1.
【目标】:将二进制的模型数据lm_sc.t3g转换成 utf8格式 lm_sc.t3g.arpa
【操作】:
./tslminfo -p -v -l ../raw/dict.utf8 ../data/lm_sc.t3g >../raw/lm_sc.t3g.arpa
【解释】:
-p : 使用正常的频率值Pr, 非默认的-log(Pr)
-v : 输出apra格式
-l : 指定utf8格式的字典文件
../raw/dict.utf8 : utf8格式的字典文件
../data/lm_sc.t3g : 需要转换的二进制模型数据
../raw/lm_sc.t3g.apra : 输出utf8格式的模型数据
2.
【目标】: 将utf8格式的模型数据转换为二进制的模型数据
[操作] : tslmpack <arpa_file> <lexicon_file> <t3g_file>
./tslmpack ../raw/lm_sc.t3g.arpa ../raw/dict.utf8 lm_sc.t3g
3. 如果数据模型文件是2-gram不是默认的3-gram,如果执行2的命令会报错 “Failed to read from”
【解决方案】:
1) 修改类 CArpaSlm和tslmpack程序以支持2-gram。具体代码如下
diff --git a/src/slm/tslmpack/arpa_slm.cpp b/src/slm/tslmpack/arpa_slm.cpp
old mode 100644
new mode 100755
index 82029c6..5bb242d
--- a/src/slm/tslmpack/arpa_slm.cpp
+++ b/src/slm/tslmpack/arpa_slm.cpp
@@ -150,7 +150,7 @@ CArpaSlm::load(const char* filename, const TLexicon& lexicon)
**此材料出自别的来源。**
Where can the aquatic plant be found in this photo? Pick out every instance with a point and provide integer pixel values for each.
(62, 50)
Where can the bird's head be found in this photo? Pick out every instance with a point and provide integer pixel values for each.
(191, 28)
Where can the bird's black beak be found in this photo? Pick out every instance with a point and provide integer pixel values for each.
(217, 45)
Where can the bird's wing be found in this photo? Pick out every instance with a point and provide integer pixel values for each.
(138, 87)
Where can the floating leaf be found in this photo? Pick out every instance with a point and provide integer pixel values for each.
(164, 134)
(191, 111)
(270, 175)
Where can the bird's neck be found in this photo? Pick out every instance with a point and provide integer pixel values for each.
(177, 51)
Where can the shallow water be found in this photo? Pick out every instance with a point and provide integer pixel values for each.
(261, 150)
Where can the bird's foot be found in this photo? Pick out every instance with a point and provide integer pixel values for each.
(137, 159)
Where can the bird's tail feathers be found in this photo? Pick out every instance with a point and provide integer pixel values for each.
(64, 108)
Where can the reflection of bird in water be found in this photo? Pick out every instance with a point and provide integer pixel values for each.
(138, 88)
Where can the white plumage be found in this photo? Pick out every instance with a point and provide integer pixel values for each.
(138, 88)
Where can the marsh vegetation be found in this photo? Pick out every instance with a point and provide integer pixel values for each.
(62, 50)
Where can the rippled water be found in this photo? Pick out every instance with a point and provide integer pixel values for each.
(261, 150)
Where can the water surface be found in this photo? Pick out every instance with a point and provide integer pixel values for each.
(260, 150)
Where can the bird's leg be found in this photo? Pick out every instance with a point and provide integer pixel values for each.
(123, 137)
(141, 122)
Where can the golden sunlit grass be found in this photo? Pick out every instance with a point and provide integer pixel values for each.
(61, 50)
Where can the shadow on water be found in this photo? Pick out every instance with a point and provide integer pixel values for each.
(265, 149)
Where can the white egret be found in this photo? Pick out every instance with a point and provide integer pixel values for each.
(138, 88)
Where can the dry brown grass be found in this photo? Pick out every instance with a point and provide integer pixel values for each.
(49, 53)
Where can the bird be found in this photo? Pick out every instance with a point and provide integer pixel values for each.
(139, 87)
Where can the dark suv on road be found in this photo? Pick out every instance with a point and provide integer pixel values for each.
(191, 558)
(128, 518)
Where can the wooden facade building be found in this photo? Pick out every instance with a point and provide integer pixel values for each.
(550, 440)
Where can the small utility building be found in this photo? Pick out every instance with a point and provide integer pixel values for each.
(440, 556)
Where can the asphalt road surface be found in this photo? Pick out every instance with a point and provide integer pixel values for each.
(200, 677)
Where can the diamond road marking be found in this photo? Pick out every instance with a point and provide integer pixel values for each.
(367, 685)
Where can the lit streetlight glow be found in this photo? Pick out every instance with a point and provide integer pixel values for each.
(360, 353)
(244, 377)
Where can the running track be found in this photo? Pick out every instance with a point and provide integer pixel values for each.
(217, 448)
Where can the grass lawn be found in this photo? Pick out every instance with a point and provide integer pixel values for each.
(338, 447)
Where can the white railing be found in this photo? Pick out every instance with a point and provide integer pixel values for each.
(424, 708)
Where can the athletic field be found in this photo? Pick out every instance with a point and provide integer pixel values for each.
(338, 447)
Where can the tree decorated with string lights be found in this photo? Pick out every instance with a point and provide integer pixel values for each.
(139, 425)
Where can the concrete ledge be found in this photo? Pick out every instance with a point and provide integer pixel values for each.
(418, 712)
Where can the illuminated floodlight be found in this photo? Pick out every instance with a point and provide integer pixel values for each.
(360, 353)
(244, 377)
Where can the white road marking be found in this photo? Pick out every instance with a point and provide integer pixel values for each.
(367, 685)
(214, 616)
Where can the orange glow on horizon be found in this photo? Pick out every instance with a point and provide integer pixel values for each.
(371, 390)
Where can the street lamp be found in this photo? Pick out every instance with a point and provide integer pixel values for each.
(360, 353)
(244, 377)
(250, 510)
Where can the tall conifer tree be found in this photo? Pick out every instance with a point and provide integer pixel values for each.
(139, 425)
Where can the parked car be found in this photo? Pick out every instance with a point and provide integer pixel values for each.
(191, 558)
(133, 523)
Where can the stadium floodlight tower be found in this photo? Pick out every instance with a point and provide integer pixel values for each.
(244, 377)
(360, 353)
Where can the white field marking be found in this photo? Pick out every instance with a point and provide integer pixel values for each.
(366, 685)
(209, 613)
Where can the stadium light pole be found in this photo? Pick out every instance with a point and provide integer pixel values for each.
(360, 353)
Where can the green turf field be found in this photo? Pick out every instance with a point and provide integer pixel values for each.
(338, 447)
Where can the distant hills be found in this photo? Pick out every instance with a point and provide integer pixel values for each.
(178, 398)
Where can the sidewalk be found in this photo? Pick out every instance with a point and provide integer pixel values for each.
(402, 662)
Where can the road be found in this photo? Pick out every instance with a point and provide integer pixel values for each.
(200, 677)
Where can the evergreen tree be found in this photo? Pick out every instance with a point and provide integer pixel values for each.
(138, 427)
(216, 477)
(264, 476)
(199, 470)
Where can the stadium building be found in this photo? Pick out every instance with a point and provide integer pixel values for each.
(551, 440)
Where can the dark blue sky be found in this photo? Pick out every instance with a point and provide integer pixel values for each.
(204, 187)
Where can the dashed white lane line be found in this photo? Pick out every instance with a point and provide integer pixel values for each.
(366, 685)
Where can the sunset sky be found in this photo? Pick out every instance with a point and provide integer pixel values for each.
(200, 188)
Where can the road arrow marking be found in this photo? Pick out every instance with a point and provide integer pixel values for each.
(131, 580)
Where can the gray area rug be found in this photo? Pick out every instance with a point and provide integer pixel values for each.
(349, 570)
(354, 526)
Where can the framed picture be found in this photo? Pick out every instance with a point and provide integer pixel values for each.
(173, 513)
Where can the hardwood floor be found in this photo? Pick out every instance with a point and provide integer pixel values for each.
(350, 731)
printf("Loading ARPA slm..."); fflush(stdout);
ifstream file(filename);
char buf[1024];
- for (int i = 0; i <= N_GRAM; ++i) {
+ for (unsigned i = 0; i <= m_N; ++i) {
unsigned lvl;
int size;
file.getline(buf, sizeof(buf));
@@ -159,7 +159,7 @@ CArpaSlm::load(const char* filename, const TLexicon& lexicon)
exit(1);
}
sscanf(buf, "\\%d-gram\\%d%*[\n]", &lvl, &size);
- assert(lvl <= N_GRAM);
+ assert(lvl <= m_N);
if (lvl == 0) {
TNode node0;
node0.load_level0(file);
diff --git a/src/slm/tslmpack/arpa_slm.h b/src/slm/tslmpack/arpa_slm.h
old mode 100644
new mode 100755
index 3c49393..7c8a1eb
--- a/src/slm/tslmpack/arpa_slm.h
+++ b/src/slm/tslmpack/arpa_slm.h
@@ -78,6 +78,7 @@ public:
/* XXX, ARPA file does not provide these information.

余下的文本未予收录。